M4 Mac Announcements

One thing I am curious about: there are charts on which you can compare M-series Macs against nVidia and AMD graphics cards; in OpenCL, the Mac GPU worse than half the score of the dGPUs, but in Metal, the separation is quite a bit closer, the highest Mac being behind the highest card by around 5%. I realize that OpenCL has some serious deficiencies and should not be relied on as a good measure. What I am curious about is whether there are performance/efficiency comparisons between Metal and the other graphics APIs. How does Metal compare to Vulkan, DirectX and OpenCL for the same jobs?
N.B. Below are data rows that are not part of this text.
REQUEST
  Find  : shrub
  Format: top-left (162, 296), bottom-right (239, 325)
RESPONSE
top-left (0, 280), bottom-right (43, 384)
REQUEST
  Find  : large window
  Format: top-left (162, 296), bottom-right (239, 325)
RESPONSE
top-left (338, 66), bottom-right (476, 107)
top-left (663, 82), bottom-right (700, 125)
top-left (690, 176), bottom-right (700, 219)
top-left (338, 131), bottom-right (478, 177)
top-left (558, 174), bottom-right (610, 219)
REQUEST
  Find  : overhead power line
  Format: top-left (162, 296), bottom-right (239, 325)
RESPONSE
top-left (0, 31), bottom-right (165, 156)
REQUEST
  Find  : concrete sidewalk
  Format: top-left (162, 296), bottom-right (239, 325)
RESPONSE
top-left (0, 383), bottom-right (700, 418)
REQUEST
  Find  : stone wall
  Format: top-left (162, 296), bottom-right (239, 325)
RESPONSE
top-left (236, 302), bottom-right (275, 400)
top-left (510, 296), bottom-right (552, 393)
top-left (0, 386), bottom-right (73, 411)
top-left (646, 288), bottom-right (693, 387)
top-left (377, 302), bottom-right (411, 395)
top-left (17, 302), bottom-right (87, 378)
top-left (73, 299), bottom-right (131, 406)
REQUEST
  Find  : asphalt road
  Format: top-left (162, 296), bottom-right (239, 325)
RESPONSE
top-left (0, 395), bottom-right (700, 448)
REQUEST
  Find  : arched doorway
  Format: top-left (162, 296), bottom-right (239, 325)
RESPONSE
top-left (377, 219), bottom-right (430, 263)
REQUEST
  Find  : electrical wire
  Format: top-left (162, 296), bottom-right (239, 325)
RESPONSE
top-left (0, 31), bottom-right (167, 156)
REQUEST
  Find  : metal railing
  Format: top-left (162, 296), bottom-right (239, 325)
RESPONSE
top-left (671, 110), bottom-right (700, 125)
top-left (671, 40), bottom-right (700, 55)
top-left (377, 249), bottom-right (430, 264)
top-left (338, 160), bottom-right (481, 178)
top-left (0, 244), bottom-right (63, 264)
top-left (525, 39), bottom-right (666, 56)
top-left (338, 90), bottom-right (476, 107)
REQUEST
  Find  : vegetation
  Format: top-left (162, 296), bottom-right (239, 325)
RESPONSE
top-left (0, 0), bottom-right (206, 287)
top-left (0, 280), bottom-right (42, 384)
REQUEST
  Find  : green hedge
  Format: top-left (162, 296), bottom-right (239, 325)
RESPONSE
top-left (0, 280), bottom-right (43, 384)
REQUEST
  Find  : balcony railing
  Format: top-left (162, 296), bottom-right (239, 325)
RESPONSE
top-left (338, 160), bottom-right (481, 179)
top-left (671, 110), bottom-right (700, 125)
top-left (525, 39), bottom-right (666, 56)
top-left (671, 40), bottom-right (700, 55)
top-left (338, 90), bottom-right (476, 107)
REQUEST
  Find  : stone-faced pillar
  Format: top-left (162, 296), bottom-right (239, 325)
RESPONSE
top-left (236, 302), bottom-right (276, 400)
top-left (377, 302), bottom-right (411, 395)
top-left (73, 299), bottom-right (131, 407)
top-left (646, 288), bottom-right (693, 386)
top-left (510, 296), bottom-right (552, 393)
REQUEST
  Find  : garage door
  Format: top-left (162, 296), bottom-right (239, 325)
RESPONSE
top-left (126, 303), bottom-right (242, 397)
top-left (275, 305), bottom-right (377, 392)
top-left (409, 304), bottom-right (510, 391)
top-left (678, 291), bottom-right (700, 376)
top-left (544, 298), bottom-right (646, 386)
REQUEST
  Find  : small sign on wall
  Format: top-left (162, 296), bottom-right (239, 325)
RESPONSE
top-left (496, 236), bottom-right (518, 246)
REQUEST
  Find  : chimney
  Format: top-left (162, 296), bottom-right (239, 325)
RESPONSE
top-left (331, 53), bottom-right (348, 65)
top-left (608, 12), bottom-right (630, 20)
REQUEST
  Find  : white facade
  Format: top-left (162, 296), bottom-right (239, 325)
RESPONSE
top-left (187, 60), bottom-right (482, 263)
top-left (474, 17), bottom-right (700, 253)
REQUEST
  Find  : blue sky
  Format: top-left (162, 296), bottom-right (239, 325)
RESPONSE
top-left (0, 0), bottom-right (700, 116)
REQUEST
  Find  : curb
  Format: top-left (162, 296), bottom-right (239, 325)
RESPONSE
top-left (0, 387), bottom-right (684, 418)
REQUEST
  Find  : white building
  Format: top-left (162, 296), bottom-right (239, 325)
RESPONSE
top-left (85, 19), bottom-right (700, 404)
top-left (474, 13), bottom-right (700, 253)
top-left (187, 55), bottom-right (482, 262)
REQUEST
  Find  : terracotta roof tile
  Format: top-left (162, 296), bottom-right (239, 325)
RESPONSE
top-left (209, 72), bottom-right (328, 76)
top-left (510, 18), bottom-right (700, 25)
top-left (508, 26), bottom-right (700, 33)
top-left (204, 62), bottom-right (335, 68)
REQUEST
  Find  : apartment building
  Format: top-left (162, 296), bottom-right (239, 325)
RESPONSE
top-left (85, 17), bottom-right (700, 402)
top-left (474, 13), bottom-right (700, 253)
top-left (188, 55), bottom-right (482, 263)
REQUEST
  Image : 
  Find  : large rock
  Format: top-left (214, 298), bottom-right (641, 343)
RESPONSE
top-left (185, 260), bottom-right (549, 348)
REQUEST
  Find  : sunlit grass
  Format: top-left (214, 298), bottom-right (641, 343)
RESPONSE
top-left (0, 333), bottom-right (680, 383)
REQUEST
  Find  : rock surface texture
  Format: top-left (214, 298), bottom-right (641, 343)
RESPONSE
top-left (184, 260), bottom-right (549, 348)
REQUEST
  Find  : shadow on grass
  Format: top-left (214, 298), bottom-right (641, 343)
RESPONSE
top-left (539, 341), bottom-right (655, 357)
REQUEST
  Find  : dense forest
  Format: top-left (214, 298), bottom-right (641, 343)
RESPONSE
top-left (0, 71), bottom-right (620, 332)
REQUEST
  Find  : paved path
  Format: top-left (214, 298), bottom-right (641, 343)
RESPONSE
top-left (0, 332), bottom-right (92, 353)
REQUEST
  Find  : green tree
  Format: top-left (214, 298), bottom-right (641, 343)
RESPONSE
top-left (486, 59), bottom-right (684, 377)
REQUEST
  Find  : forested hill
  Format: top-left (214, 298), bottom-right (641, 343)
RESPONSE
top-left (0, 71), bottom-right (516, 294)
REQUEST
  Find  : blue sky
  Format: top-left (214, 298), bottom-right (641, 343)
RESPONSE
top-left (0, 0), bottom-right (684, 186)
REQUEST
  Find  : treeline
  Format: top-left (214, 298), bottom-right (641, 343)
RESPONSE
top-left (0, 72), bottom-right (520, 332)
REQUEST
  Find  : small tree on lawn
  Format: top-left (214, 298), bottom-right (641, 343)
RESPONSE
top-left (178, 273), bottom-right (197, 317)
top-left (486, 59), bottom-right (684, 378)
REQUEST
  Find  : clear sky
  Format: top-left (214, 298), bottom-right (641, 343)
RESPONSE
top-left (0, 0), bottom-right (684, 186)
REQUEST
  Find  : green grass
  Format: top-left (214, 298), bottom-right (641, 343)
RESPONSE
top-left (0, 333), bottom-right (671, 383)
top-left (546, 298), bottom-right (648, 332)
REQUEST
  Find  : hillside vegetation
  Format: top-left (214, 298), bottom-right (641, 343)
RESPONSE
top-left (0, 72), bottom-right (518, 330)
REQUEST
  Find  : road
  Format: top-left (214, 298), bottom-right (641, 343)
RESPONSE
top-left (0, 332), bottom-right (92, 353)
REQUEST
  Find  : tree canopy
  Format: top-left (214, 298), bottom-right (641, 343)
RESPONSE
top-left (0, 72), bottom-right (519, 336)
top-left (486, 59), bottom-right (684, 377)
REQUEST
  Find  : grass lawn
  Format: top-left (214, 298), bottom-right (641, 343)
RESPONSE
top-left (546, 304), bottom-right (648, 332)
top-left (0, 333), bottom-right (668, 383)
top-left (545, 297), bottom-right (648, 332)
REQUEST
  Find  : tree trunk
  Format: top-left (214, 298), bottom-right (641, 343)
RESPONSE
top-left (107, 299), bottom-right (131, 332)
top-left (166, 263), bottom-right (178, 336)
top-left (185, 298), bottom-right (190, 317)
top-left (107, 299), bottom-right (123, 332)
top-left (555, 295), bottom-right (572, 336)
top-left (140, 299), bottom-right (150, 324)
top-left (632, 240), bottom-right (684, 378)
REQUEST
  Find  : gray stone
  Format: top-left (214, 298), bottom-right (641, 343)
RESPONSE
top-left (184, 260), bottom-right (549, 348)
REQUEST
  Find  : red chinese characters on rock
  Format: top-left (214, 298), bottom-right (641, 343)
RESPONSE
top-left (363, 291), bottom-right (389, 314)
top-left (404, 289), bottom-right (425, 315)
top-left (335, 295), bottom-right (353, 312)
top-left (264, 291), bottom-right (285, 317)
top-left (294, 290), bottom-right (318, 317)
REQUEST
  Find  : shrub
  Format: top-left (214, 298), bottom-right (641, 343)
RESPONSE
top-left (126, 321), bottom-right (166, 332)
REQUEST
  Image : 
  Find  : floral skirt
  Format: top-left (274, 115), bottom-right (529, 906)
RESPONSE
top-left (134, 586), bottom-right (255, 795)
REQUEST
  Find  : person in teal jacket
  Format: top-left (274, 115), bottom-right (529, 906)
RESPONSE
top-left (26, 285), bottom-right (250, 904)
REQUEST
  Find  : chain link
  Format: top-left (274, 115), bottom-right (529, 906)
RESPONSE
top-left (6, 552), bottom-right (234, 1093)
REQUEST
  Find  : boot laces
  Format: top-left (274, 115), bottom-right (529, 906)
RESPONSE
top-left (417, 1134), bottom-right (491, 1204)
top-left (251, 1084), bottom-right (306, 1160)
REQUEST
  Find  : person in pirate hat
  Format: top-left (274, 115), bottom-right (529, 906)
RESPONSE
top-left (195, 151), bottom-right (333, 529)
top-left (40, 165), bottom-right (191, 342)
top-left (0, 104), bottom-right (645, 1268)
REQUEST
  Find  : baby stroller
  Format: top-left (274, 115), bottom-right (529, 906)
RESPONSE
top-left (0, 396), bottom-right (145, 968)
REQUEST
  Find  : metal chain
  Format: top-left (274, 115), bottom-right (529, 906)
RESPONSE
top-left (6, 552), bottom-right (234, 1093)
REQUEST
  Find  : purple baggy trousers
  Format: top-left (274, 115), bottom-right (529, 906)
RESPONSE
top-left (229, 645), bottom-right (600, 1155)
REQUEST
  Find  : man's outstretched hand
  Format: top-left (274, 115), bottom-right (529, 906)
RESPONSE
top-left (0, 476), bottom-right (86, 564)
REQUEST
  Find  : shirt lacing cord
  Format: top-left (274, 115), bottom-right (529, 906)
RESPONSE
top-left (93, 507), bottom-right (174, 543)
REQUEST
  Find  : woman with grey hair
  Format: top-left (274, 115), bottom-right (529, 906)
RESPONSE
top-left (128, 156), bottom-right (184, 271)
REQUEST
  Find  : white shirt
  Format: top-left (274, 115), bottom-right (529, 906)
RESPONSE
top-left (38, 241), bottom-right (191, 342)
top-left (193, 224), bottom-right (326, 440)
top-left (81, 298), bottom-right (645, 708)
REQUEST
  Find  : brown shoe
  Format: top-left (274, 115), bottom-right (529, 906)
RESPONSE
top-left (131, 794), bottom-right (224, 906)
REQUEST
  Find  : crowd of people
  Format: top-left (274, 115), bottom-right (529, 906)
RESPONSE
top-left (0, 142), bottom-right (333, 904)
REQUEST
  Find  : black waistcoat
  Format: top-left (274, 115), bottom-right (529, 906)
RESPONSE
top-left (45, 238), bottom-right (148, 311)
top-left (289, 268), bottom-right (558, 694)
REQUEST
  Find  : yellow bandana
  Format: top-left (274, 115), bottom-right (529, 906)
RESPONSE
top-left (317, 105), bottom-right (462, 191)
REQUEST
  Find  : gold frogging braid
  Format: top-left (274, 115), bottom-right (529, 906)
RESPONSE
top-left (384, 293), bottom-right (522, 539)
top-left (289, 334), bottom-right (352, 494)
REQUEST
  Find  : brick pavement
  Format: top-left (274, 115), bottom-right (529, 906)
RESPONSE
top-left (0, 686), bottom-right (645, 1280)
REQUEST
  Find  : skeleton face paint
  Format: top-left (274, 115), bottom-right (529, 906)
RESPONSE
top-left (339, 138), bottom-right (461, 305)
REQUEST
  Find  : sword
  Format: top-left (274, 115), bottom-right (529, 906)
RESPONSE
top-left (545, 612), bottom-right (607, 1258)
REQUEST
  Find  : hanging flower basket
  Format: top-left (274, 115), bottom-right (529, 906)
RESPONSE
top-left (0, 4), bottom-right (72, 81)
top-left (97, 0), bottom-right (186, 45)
Comparing across APIs when the hardware is different is extremely difficult. For OpenCL/GL on macOS, we do occasionally have the same (AMD) hardware running the other APIs but then the OpenGL/CL implementation on macOS is practically deprecated and/or running through a Metal translation layer anyway. In general though, I’ve tried looking at this using benchmarks that use different APIs for the same task (Geekbench, some 3D Mark ones, Aztec Ruins, etc …) and while I haven’t charted them all out rigorously, I’ve never noted a consistent pattern. From what I gather from people who work in the field, is that none of the modern APIs (DirectX, Vulkan, Metal) are innately, substantially superior in regards to performance, but drivers for the particular hardware matter a lot and basically swamp most things, even competing with or surpassing hardware differences.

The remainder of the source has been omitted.